Fedora UK & Ireland / EU Joint User Group Meeting
The Fedora digital repository system 1 is an open source solution for the management of all types of digital content. Its development is managed through DuraSpace [2], the same organisation that now oversees DSpace, and carried out by developers around the world. The developers, alongside the extensive body of Fedora users, form the community that sustains Fedora.
Although there have been regular international user group meetings for the Fedora community, hosted in recent years as part of the Open Repositories conference, there have also been a number of more regional initiatives to foster interaction amongst Fedora users and provide assistance to those adopting the software. The Fedora UK & Ireland User Group was founded in May 2006 and has held meetings approximately every six months since that time, promoting the exchange of views, information and experience while fostering collaboration between organisations on subsequent projects. Whilst many delegates are University-based, the user group also encompasses commercial consultancies, the BBC and National Libraries amongst other organisations with an interest in how Fedora can support their work.

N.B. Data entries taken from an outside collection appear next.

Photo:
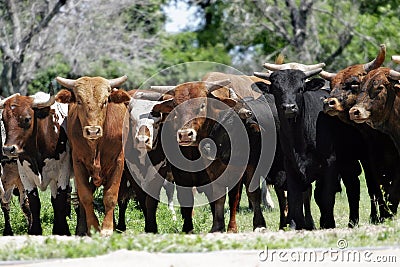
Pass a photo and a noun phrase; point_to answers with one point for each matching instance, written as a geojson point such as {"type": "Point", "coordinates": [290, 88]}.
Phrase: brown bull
{"type": "Point", "coordinates": [189, 124]}
{"type": "Point", "coordinates": [378, 103]}
{"type": "Point", "coordinates": [96, 117]}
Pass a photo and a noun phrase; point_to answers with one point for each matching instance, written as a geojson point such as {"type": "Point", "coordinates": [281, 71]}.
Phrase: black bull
{"type": "Point", "coordinates": [274, 173]}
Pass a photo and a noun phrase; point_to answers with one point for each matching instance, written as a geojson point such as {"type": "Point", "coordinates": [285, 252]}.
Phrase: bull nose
{"type": "Point", "coordinates": [10, 151]}
{"type": "Point", "coordinates": [358, 115]}
{"type": "Point", "coordinates": [92, 132]}
{"type": "Point", "coordinates": [355, 112]}
{"type": "Point", "coordinates": [186, 136]}
{"type": "Point", "coordinates": [289, 107]}
{"type": "Point", "coordinates": [143, 141]}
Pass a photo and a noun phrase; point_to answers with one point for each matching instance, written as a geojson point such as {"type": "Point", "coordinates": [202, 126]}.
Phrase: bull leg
{"type": "Point", "coordinates": [123, 200]}
{"type": "Point", "coordinates": [185, 197]}
{"type": "Point", "coordinates": [62, 209]}
{"type": "Point", "coordinates": [85, 196]}
{"type": "Point", "coordinates": [233, 205]}
{"type": "Point", "coordinates": [122, 206]}
{"type": "Point", "coordinates": [110, 198]}
{"type": "Point", "coordinates": [324, 195]}
{"type": "Point", "coordinates": [24, 202]}
{"type": "Point", "coordinates": [295, 201]}
{"type": "Point", "coordinates": [169, 190]}
{"type": "Point", "coordinates": [309, 221]}
{"type": "Point", "coordinates": [219, 203]}
{"type": "Point", "coordinates": [5, 207]}
{"type": "Point", "coordinates": [34, 204]}
{"type": "Point", "coordinates": [283, 207]}
{"type": "Point", "coordinates": [151, 204]}
{"type": "Point", "coordinates": [255, 199]}
{"type": "Point", "coordinates": [352, 185]}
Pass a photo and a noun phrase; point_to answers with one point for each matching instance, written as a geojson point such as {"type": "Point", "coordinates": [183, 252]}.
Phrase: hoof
{"type": "Point", "coordinates": [260, 230]}
{"type": "Point", "coordinates": [106, 232]}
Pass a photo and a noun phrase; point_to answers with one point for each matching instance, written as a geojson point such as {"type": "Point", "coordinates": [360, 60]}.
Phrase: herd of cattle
{"type": "Point", "coordinates": [323, 135]}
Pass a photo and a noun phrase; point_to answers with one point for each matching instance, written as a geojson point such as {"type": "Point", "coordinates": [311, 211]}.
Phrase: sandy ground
{"type": "Point", "coordinates": [388, 256]}
{"type": "Point", "coordinates": [121, 258]}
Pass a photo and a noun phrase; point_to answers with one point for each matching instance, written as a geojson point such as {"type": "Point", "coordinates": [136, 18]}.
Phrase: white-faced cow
{"type": "Point", "coordinates": [146, 165]}
{"type": "Point", "coordinates": [35, 137]}
{"type": "Point", "coordinates": [96, 117]}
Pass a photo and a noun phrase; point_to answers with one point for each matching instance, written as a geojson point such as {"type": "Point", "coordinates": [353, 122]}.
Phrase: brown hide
{"type": "Point", "coordinates": [241, 84]}
{"type": "Point", "coordinates": [26, 133]}
{"type": "Point", "coordinates": [102, 158]}
{"type": "Point", "coordinates": [377, 101]}
{"type": "Point", "coordinates": [345, 85]}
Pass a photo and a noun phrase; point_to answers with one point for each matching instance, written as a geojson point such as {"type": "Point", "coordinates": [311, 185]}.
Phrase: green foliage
{"type": "Point", "coordinates": [185, 47]}
{"type": "Point", "coordinates": [170, 238]}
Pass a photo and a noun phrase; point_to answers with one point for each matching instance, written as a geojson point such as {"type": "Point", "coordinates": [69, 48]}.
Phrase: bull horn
{"type": "Point", "coordinates": [396, 59]}
{"type": "Point", "coordinates": [212, 86]}
{"type": "Point", "coordinates": [67, 83]}
{"type": "Point", "coordinates": [310, 73]}
{"type": "Point", "coordinates": [3, 101]}
{"type": "Point", "coordinates": [162, 88]}
{"type": "Point", "coordinates": [293, 66]}
{"type": "Point", "coordinates": [153, 96]}
{"type": "Point", "coordinates": [327, 75]}
{"type": "Point", "coordinates": [394, 75]}
{"type": "Point", "coordinates": [41, 103]}
{"type": "Point", "coordinates": [262, 75]}
{"type": "Point", "coordinates": [378, 61]}
{"type": "Point", "coordinates": [245, 113]}
{"type": "Point", "coordinates": [117, 81]}
{"type": "Point", "coordinates": [233, 94]}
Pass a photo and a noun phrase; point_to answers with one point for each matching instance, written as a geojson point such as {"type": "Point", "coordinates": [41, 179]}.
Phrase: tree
{"type": "Point", "coordinates": [19, 26]}
{"type": "Point", "coordinates": [92, 37]}
{"type": "Point", "coordinates": [337, 32]}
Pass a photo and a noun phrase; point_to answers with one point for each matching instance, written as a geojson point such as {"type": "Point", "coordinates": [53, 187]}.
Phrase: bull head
{"type": "Point", "coordinates": [91, 96]}
{"type": "Point", "coordinates": [190, 118]}
{"type": "Point", "coordinates": [18, 118]}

The Fedora EU User Group was founded in 2008 as a way of bringing together a growing body of knowledge and expertise across EU countries, and as a way of fostering collaboration within the EU. Distance has limited meetings to roughly annual intervals, though there have also been discussions at the Open Repositories conference and other relevant meetings (e.g., ECDL). Those attending predominantly come from Denmark and Germany, though the meeting in Oxford also welcomed representatives from Sweden and Holland.
The organisation of the annual UK All Hands meeting and IEEE e-Science conference, with its Digital Repositories and Data Management track [3], in Oxford prompted the idea of a joint meeting between the user groups at the same time, to maximise value for those colleagues travelling. The meeting covered two themes: e-research environments and content models [4].
e-Research Environments
An ongoing initiative of the DuraSpace organisation is to foster the coming together of virtual solution communities to help address community-wide digital content management issues and identify how digital repositories can support them. One such area of interest is how digital repositories can support e-research, or scholarship in its widest sense. How can repositories provide the relevant tools to support research practice? The development of ideas in response to these questions is being taken forward by the Scholars Workbench Solution Community [5], and it was this group that led and moderated the morning’s presentations.
The first two presentations covered initiatives to provide fully fledged system environments that could be used and adapted to support research practice in different forms.
The Hydra Initiative
Chris Awre, University of Hull
The Hydra initiative [6] is a collaboration between the University of Virginia, Stanford University, the University of Hull and DuraSpace to model and carry out work towards development of a reusable framework for multi-purpose, multi-function, multi-institutional Fedora repository-enabled solutions. Hydra recognises that repositories can be used to manage content at different stages in its lifecycle, and hence need to provide different points of interaction to support that management. Like a Hydra has many heads on one body, a repository can usefully have many entry points for different purposes onto a single body of content. Hydra is focusing on the separate service components that may be involved and how they can be combined in flexible ways using workflow technologies. This component approach is intended to provide others with the ability to feed into Hydra in the future, and foster community collaboration and development.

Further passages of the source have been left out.